Las historias crean recuerdos “memorables”

… Vinculando las emociones a las cosas que suceden. Eso significa que los que pueden crear y compartir buenas historias tienen una poderosa ventaja sobre los demás.

Los hechos y las cifras y todas las cosas racionales que pensamos que son importantes en el mundo de los negocios en realidad no se nos quedan grabados en la mente.

Empezar con un mensaje

En primer lugar, hay que definir el mensaje final, y luego se puede averiguar la mejor manera de ilustrarlo.
Todo ejercicio de narración debe empezar por preguntarse: ¿Quién es mi público y cuál es el mensaje que quiero compartir con él?

Todas las decisiones sobre la historia deben surgir de esas preguntas.

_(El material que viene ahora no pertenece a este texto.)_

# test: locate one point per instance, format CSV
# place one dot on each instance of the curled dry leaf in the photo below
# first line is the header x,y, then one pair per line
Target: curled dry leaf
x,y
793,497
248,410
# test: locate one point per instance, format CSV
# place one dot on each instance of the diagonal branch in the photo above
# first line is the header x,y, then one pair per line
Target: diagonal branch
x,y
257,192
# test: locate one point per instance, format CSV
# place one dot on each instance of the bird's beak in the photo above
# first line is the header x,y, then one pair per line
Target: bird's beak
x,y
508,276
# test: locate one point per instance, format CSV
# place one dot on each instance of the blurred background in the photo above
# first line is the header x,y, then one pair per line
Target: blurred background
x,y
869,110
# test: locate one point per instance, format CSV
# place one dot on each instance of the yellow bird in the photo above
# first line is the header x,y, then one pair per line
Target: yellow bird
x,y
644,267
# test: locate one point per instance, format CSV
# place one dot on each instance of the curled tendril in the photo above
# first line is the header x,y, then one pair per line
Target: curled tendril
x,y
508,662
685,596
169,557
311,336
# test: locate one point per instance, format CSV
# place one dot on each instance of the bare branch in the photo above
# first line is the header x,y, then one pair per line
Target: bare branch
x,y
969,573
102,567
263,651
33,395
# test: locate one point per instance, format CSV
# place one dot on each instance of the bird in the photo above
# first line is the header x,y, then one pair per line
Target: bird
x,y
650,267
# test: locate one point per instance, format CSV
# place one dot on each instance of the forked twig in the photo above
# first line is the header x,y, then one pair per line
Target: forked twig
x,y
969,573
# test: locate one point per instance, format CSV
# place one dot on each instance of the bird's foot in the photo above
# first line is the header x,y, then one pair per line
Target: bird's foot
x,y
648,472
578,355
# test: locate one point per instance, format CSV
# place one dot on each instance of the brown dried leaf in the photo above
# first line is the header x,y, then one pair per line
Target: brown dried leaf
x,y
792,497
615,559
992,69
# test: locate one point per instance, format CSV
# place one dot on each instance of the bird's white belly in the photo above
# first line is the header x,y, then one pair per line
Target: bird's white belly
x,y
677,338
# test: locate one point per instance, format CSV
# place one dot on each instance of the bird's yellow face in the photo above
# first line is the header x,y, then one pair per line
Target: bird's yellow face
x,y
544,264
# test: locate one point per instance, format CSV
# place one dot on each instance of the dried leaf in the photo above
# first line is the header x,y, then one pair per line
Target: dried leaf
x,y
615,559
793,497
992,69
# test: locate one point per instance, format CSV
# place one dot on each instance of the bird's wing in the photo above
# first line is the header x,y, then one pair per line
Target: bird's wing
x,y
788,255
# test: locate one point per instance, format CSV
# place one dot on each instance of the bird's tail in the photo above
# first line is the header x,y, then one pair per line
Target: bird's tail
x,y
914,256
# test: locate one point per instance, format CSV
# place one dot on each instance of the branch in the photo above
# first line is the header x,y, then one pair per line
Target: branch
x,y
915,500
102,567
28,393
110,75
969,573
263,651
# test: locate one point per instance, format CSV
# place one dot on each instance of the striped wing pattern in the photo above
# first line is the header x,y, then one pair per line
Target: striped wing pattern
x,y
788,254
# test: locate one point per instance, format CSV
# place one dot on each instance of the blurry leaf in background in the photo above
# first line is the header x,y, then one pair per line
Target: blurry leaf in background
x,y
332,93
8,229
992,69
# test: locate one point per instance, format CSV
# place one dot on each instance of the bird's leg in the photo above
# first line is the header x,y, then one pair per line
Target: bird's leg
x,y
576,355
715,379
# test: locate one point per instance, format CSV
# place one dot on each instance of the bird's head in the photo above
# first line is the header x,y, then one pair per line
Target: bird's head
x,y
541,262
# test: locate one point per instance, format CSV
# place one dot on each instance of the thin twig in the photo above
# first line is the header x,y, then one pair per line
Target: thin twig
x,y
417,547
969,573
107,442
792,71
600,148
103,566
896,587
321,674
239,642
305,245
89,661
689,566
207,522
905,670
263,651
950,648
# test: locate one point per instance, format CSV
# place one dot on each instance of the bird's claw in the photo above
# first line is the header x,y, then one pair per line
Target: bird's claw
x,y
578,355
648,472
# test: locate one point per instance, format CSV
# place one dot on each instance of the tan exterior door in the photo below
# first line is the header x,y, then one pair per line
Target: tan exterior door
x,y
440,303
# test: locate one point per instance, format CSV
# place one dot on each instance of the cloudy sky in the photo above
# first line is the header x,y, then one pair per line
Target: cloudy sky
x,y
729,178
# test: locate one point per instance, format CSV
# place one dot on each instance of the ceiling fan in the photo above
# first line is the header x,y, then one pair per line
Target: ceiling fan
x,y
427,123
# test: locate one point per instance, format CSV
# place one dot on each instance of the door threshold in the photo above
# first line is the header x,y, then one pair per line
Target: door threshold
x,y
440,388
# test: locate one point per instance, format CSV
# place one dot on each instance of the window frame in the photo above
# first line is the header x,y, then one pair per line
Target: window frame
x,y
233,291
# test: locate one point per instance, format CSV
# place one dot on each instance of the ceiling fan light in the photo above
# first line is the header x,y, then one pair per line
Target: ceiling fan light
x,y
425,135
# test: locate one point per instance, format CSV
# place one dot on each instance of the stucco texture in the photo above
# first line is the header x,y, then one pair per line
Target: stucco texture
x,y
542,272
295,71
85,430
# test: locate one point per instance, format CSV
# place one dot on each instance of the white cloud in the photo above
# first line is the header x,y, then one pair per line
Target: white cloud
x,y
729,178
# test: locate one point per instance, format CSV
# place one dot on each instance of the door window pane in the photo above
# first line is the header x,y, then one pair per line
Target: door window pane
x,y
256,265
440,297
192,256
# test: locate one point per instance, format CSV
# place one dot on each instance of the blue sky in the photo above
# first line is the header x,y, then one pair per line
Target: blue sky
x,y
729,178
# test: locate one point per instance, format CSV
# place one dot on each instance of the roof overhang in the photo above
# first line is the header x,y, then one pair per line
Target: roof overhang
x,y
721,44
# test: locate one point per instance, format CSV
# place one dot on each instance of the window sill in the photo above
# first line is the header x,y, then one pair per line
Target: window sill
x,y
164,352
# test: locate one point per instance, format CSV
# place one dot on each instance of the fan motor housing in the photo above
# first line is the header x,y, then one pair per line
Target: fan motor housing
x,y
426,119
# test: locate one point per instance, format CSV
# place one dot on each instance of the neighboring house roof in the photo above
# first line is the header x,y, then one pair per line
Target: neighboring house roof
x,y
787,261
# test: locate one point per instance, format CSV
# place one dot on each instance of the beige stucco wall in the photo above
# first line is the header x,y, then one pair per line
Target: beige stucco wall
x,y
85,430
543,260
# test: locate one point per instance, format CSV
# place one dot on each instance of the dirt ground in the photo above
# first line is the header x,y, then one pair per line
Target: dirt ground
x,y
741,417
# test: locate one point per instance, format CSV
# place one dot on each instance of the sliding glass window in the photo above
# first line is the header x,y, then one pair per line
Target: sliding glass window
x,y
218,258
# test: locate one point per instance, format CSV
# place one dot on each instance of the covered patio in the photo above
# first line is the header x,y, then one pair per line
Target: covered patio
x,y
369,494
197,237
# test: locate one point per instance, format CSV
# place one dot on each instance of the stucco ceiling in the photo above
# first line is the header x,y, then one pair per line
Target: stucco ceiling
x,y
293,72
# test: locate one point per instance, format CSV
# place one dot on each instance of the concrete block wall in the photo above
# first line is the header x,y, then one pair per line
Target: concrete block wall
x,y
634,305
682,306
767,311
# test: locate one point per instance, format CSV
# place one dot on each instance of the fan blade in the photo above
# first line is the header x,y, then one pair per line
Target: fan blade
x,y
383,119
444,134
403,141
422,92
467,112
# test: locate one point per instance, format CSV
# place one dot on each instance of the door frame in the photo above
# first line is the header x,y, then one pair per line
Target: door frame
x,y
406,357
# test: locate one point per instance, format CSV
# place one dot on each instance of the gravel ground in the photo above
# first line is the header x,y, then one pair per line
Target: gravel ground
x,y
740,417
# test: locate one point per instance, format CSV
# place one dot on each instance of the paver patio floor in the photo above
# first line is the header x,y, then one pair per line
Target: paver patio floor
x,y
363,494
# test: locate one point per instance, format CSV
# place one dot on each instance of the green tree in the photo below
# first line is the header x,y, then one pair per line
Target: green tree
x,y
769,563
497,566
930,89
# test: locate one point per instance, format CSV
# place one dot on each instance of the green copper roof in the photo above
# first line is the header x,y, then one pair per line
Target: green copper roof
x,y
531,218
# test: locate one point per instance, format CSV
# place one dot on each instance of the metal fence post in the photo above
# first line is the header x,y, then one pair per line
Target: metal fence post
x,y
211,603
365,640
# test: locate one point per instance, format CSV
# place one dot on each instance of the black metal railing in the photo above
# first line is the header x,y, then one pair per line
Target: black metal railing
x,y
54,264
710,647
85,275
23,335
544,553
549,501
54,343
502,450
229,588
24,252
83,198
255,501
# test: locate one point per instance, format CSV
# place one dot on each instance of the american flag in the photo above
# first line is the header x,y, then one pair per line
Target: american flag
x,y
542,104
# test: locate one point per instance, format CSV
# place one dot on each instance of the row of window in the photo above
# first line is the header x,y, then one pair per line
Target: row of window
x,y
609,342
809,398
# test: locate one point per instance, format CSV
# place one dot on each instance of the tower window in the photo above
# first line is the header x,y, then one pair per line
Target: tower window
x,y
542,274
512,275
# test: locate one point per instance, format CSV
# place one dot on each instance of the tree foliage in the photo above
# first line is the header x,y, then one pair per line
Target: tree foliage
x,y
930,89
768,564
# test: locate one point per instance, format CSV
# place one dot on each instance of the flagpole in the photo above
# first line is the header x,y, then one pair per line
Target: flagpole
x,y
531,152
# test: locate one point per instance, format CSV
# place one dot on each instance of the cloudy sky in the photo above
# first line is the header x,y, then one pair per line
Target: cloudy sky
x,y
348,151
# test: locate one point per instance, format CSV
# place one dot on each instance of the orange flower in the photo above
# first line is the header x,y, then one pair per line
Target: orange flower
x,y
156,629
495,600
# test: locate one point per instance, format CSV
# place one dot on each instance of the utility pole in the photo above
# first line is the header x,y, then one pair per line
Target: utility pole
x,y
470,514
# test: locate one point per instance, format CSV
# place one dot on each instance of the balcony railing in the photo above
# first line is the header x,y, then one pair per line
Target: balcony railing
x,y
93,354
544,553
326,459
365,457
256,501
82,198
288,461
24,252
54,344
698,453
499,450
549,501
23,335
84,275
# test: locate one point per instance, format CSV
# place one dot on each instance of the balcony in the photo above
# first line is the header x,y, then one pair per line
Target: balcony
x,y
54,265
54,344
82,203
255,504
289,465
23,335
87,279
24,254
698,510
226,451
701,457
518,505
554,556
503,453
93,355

Utilizar las experiencias personales

Los mejores narradores buscan en sus propios recuerdos y experiencias vitales la forma de ilustrar su mensaje.
Piensa en un momento en el que tus propios fracasos te hayan llevado al éxito en tu carrera o en una lección que te haya impartido tu padre, hermano algún mentor…

Puede haber una tendencia a no querer compartir detalles personales en el trabajo, pero las anécdotas que ilustran la lucha, el fracaso y las barreras superadas son las que hacen que los líderes parezcan auténticos y accesibles.

No te hagas el héroe

Puedes ser una figura central, pero el foco de atención debe ser la gente que conoces, las lecciones que has aprendido o los acontecimientos que has presenciado.

Cuanto más celebres tus propias decisiones, menos probable será que tu audiencia conecte contigo y con tu mensaje.

Destacar una lucha

Los buenos narradores entienden que una historia necesita un conflicto. Una historia sin desafíos no es muy interesante.

No tengas miedo de sugerir que el camino será difícil. De hecho, nos gusta que nos digan que va a ser duro”, seguido de “pero si todos nos unimos y aguantamos, al final conseguiremos algo increíble”.

Mantén la sencillez

No todas las historias que se cuentan tienen que ser sorprendentes, épicas y al borde del abismo. Algunas de las historias más exitosas y memorables son relativamente simples y sencillas.
No dejes que los detalles innecesarios desvirtúen tu mensaje principal. Trabaje a partir del principio de que “menos es más”. Uno de los mayores errores que puedes cometer es incluir demasiados detalles del tipo equivocado.

Lo que hay que hacer y lo que no hay que hacer en la narración

Hazlo:

  • Tenga en cuenta a su público: elija el marco y los detalles que mejor se adapten a sus oyentes.
  • Identifica la moraleja o el mensaje que quieres transmitir.
  • Encuentre inspiración en sus experiencias vitales.

No lo hagas:

  • Dar por sentado que no tienes capacidad para contar historias: todos tenemos la capacidad de contar historias memorables.
  • Darte a ti mismo el papel de protagonista.
  • Abrumar tu historia con detalles innecesarios.